The results of the test on beige and wine fabric:

Using test method one (the one on the bottle), everything washed out of both fabrics.

Using test method two (spray, then drop and scrub in plain water), only the General’s Dk. Grey showed on the beige fabric. The wine fabric was clean.

Using test method three (spray and soak in soapy water), only the General’s Dk. Grey showed on the beige fabric, as before. The General’s white pencil still showed on the wine fabric.


Since the package warns that some markers, particularly the yellow ones, may require multiple treatments, I’m going to wash them again to see if I have better results the second time.

In the meantime, I feel pretty comfortable marking medium to dark fabric, but I plan to stick with Roxanne’s Quilter’s Choice Silver, Anita’s Washable Graphite Pencil or just a plain #3 school pencil for marking on white fabric if I plan to draw heavy lines.

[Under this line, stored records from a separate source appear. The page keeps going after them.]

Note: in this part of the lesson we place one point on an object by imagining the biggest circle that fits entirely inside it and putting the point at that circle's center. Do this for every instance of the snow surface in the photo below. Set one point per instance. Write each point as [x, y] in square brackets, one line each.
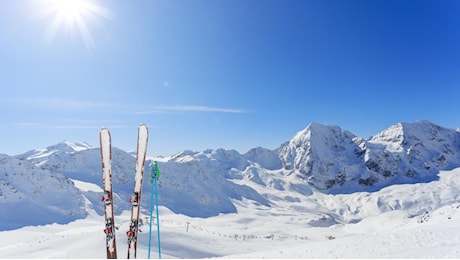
[262, 204]
[262, 232]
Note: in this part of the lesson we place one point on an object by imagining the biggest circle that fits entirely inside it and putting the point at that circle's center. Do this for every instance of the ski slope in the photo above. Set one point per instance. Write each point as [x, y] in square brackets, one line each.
[257, 231]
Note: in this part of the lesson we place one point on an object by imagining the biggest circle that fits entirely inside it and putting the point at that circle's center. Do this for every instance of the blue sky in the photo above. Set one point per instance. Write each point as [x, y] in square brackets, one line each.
[232, 74]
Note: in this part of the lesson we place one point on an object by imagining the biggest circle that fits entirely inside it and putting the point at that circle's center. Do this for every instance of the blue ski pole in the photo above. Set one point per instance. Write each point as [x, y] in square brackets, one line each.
[154, 175]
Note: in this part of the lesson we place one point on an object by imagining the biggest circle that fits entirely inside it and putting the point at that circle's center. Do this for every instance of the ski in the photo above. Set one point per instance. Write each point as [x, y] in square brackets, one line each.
[135, 199]
[106, 158]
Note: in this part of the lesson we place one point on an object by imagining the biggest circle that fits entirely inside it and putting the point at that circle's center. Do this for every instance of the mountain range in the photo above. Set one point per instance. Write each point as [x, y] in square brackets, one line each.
[47, 185]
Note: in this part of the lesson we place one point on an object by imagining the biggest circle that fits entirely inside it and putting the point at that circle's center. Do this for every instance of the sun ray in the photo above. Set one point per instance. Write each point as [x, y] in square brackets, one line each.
[70, 16]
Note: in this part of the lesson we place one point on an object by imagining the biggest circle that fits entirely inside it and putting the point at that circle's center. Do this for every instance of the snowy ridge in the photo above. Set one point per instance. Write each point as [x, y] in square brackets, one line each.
[34, 196]
[332, 194]
[336, 161]
[317, 161]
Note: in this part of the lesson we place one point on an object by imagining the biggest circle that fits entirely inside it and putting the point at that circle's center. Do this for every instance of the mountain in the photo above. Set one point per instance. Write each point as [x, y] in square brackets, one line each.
[336, 161]
[296, 178]
[30, 195]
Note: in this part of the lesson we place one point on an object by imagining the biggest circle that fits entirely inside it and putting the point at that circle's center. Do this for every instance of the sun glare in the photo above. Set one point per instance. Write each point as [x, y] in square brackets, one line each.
[71, 15]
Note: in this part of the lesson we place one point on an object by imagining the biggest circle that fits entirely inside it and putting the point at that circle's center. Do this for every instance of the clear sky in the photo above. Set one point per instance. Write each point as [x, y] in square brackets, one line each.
[232, 74]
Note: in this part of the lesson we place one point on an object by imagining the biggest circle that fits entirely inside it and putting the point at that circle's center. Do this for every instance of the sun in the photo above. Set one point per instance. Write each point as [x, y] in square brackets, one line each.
[70, 16]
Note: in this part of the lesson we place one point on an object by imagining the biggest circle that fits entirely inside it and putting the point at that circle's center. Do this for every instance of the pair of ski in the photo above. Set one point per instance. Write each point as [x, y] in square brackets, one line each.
[135, 199]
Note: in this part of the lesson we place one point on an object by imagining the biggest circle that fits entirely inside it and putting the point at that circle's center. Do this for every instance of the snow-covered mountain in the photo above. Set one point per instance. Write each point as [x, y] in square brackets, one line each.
[30, 195]
[302, 173]
[336, 161]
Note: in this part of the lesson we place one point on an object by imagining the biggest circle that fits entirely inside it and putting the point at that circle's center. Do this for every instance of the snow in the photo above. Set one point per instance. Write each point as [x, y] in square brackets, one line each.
[87, 186]
[221, 204]
[260, 232]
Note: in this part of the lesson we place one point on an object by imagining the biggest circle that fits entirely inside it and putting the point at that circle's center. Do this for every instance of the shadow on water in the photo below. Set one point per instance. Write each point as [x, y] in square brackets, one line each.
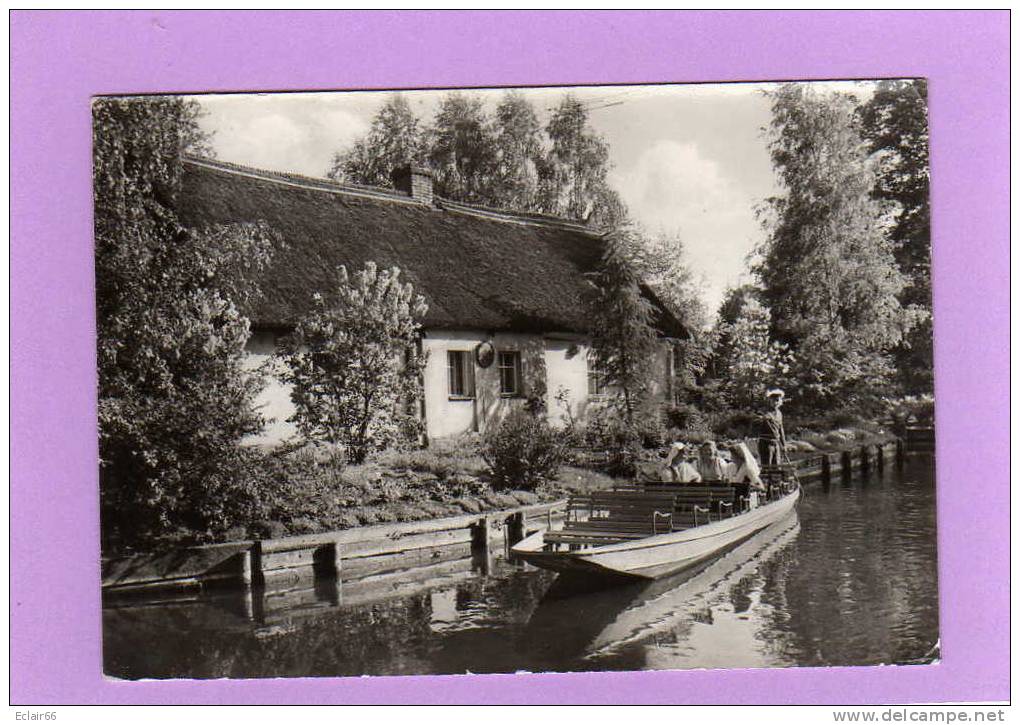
[848, 579]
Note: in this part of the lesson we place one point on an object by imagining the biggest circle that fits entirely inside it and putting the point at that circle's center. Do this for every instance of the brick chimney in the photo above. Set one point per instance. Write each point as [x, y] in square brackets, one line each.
[414, 180]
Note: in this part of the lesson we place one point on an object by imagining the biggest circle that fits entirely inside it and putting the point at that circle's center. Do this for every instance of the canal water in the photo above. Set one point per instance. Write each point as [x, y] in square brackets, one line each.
[850, 578]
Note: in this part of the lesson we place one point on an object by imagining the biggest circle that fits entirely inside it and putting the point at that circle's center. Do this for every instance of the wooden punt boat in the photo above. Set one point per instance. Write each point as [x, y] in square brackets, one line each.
[652, 530]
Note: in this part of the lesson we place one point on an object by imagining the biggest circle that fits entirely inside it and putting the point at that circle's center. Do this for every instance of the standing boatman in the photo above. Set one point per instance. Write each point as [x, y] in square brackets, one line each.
[772, 437]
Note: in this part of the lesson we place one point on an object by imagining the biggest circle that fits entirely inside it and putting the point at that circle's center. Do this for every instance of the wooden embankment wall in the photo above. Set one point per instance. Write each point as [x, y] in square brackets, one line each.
[348, 554]
[826, 466]
[369, 551]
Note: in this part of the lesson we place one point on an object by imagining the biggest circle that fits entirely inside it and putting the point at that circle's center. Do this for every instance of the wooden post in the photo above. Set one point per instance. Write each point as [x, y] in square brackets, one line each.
[338, 560]
[516, 530]
[258, 576]
[847, 463]
[479, 546]
[246, 568]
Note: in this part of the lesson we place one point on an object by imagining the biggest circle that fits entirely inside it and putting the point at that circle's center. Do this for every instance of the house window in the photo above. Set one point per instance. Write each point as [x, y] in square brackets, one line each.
[596, 381]
[510, 373]
[461, 371]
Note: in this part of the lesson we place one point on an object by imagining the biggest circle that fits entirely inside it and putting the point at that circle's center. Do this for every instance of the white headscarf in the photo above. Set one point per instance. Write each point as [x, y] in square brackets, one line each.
[748, 469]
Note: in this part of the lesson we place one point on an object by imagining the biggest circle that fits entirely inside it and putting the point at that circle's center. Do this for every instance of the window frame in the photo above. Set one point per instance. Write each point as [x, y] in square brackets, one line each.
[466, 377]
[518, 373]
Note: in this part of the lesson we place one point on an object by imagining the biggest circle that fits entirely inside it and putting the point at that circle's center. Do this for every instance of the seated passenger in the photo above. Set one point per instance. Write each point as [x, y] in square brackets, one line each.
[710, 464]
[679, 467]
[745, 468]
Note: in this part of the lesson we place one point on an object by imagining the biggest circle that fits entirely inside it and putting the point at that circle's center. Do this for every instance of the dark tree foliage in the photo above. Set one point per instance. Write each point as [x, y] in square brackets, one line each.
[506, 161]
[827, 268]
[174, 399]
[579, 167]
[461, 150]
[519, 155]
[396, 138]
[623, 341]
[896, 126]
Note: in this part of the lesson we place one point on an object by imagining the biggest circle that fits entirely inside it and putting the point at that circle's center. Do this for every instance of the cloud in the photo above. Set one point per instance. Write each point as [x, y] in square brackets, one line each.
[283, 133]
[672, 188]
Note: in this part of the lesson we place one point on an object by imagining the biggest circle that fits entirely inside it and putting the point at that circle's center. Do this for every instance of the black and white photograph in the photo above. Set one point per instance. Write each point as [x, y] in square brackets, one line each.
[515, 379]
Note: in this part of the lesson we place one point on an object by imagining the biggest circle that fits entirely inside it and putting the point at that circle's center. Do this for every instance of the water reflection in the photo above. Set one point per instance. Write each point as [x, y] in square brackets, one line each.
[849, 578]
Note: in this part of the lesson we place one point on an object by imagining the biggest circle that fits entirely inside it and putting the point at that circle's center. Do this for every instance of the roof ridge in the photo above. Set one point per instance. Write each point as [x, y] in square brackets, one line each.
[328, 185]
[320, 183]
[519, 216]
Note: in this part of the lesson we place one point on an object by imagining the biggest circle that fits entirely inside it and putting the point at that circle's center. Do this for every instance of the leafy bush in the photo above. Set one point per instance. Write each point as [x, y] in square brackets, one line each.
[523, 452]
[741, 424]
[685, 416]
[354, 365]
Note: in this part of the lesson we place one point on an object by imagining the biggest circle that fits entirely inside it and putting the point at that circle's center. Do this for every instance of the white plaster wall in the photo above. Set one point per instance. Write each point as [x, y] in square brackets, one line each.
[549, 365]
[566, 367]
[446, 416]
[274, 401]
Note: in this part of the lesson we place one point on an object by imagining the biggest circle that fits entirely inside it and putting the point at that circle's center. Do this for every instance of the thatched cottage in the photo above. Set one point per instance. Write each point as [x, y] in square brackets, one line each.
[504, 290]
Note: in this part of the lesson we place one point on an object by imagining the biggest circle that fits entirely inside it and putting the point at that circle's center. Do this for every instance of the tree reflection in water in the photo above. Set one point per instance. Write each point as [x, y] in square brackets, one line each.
[850, 580]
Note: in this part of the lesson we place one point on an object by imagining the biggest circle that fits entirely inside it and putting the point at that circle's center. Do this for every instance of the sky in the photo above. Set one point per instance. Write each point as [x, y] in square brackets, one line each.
[689, 160]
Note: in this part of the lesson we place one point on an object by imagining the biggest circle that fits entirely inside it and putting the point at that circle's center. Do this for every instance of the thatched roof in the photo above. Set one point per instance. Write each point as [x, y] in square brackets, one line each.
[476, 267]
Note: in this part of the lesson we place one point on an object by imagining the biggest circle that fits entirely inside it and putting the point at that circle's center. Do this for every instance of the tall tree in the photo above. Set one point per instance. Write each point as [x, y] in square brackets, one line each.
[623, 340]
[461, 150]
[896, 126]
[751, 360]
[174, 400]
[519, 155]
[395, 139]
[579, 159]
[827, 267]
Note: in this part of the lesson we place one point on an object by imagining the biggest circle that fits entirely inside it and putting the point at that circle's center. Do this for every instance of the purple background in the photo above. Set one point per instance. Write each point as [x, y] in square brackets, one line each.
[58, 60]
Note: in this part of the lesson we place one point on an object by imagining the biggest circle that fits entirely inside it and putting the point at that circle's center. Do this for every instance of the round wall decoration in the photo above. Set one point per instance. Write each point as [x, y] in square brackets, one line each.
[485, 354]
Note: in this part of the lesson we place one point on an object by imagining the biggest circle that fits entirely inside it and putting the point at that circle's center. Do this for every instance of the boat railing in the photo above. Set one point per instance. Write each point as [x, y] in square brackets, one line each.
[666, 516]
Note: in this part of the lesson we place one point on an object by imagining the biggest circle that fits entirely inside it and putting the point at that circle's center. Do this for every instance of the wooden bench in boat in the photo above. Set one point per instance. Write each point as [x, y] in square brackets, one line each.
[609, 516]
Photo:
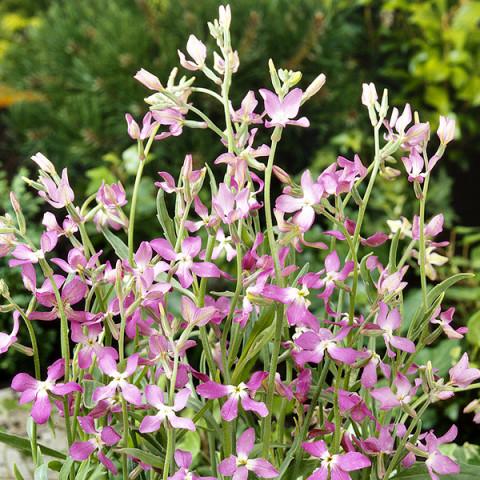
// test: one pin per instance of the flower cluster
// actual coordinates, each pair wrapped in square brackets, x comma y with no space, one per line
[217,329]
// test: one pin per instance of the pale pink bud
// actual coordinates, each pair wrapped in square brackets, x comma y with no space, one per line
[369,94]
[44,163]
[149,80]
[446,130]
[314,87]
[224,16]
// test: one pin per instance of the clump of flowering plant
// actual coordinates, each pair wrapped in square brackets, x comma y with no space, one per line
[247,357]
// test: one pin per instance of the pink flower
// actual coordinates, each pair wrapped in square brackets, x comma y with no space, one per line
[404,393]
[37,390]
[436,461]
[106,436]
[315,344]
[462,376]
[130,392]
[388,322]
[185,265]
[444,319]
[281,111]
[57,196]
[239,465]
[151,423]
[334,467]
[312,195]
[235,393]
[92,347]
[184,459]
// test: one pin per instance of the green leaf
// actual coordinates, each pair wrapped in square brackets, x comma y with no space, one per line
[16,472]
[23,444]
[118,245]
[419,472]
[55,465]
[473,334]
[146,457]
[164,218]
[65,471]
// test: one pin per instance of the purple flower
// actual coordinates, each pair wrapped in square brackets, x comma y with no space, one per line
[404,393]
[184,459]
[312,195]
[106,436]
[281,111]
[436,461]
[462,376]
[185,265]
[335,465]
[92,347]
[239,465]
[7,339]
[315,344]
[151,423]
[37,390]
[57,196]
[235,393]
[130,392]
[387,323]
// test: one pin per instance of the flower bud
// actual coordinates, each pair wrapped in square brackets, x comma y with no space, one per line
[44,163]
[446,130]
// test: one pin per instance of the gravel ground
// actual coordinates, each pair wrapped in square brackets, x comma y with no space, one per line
[13,421]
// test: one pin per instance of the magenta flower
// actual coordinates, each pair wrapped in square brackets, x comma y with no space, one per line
[57,196]
[401,398]
[333,274]
[462,376]
[24,254]
[312,195]
[130,392]
[151,423]
[92,347]
[335,465]
[446,130]
[106,436]
[315,344]
[436,461]
[443,319]
[37,390]
[245,113]
[282,111]
[185,265]
[7,339]
[387,323]
[72,293]
[184,459]
[242,392]
[239,465]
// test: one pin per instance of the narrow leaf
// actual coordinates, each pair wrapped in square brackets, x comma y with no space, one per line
[164,218]
[23,444]
[146,457]
[118,245]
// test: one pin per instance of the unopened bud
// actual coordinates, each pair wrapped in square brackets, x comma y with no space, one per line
[314,87]
[44,163]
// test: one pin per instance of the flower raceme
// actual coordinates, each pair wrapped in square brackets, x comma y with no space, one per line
[313,339]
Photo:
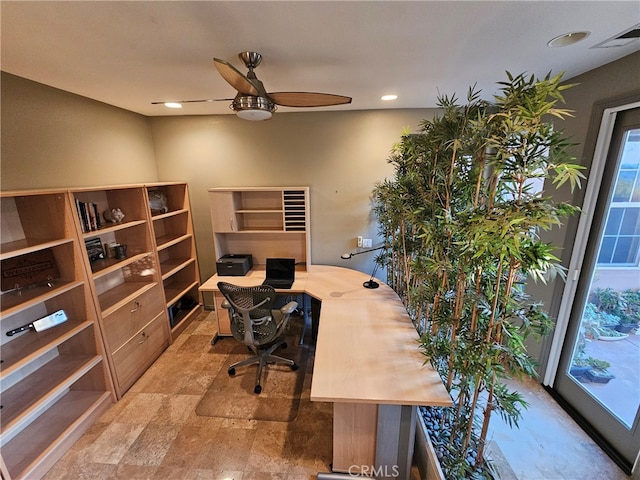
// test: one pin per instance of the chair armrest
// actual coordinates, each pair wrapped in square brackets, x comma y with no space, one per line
[289,308]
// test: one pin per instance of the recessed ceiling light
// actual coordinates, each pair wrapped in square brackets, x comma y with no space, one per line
[567,39]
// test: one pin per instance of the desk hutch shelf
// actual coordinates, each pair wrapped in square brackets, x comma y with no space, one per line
[261,221]
[265,222]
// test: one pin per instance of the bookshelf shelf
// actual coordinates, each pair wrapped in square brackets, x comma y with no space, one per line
[44,373]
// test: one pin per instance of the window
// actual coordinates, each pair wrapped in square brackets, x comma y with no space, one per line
[621,241]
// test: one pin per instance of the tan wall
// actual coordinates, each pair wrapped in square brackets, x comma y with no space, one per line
[52,138]
[339,155]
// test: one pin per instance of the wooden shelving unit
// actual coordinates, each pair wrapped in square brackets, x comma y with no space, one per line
[176,249]
[123,308]
[126,290]
[55,383]
[265,222]
[261,221]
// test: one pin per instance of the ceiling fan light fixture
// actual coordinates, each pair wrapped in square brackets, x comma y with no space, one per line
[253,108]
[567,39]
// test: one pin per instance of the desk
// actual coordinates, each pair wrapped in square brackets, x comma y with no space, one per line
[367,363]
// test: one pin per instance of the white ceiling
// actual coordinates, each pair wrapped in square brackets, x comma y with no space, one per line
[130,54]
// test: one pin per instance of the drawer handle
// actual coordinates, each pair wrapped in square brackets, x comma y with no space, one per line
[138,306]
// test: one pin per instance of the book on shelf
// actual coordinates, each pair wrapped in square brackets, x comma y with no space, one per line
[88,216]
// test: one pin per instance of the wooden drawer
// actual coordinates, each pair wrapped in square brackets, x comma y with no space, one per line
[127,320]
[224,324]
[134,357]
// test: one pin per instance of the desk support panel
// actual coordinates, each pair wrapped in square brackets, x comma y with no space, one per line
[396,439]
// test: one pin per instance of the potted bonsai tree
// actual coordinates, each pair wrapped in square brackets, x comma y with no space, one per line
[461,220]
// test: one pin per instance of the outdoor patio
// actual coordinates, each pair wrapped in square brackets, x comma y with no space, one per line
[621,395]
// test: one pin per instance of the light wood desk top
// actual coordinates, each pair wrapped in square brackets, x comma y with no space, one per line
[367,348]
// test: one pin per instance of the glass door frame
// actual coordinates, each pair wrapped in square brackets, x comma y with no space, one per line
[564,334]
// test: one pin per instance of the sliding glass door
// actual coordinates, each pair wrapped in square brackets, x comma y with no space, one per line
[599,366]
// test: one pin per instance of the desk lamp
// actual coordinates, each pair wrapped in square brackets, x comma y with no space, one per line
[371,283]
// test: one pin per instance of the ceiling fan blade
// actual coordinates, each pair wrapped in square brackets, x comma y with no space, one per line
[235,78]
[308,99]
[204,100]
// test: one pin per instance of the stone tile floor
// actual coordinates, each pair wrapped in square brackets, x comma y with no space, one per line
[154,433]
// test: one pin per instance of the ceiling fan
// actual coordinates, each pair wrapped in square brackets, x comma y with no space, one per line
[253,102]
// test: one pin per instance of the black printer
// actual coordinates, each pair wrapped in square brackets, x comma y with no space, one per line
[235,265]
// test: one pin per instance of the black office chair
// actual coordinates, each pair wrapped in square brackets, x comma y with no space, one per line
[257,324]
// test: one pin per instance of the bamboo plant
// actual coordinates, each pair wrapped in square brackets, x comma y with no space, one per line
[461,220]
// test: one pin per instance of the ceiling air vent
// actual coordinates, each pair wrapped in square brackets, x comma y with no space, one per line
[621,39]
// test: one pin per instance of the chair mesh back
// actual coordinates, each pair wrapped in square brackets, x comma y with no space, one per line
[243,301]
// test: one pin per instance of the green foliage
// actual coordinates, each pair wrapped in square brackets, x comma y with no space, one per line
[461,219]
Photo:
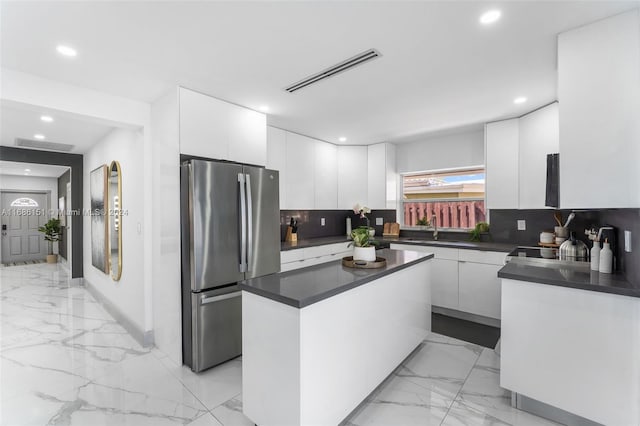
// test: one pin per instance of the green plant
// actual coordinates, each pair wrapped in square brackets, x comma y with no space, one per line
[478,230]
[52,232]
[361,237]
[423,221]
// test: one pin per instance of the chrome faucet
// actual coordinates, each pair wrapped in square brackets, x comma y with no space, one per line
[435,227]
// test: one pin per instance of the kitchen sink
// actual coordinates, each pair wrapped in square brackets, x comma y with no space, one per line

Dritz fine line penI plan to avoid using MPR on labels, poems or sayings, art work, or line enhancements or anything else I have written that I would like to keep permanent and legible. Unfortunately, this is an old review and you aren’t able to purchase this product any longer. I’ve also had good experience with Dritz Quilting Fabric Eraser. It takes more time, but does the trick.

What I’ve found even more useful is the Dritz Fine Line Water Erasable Marking Pen. This pen is much easier to use than a pencil and just fades away after a simple wipe with a damp cloth. It is a great and inexpensive product that every quilter should have.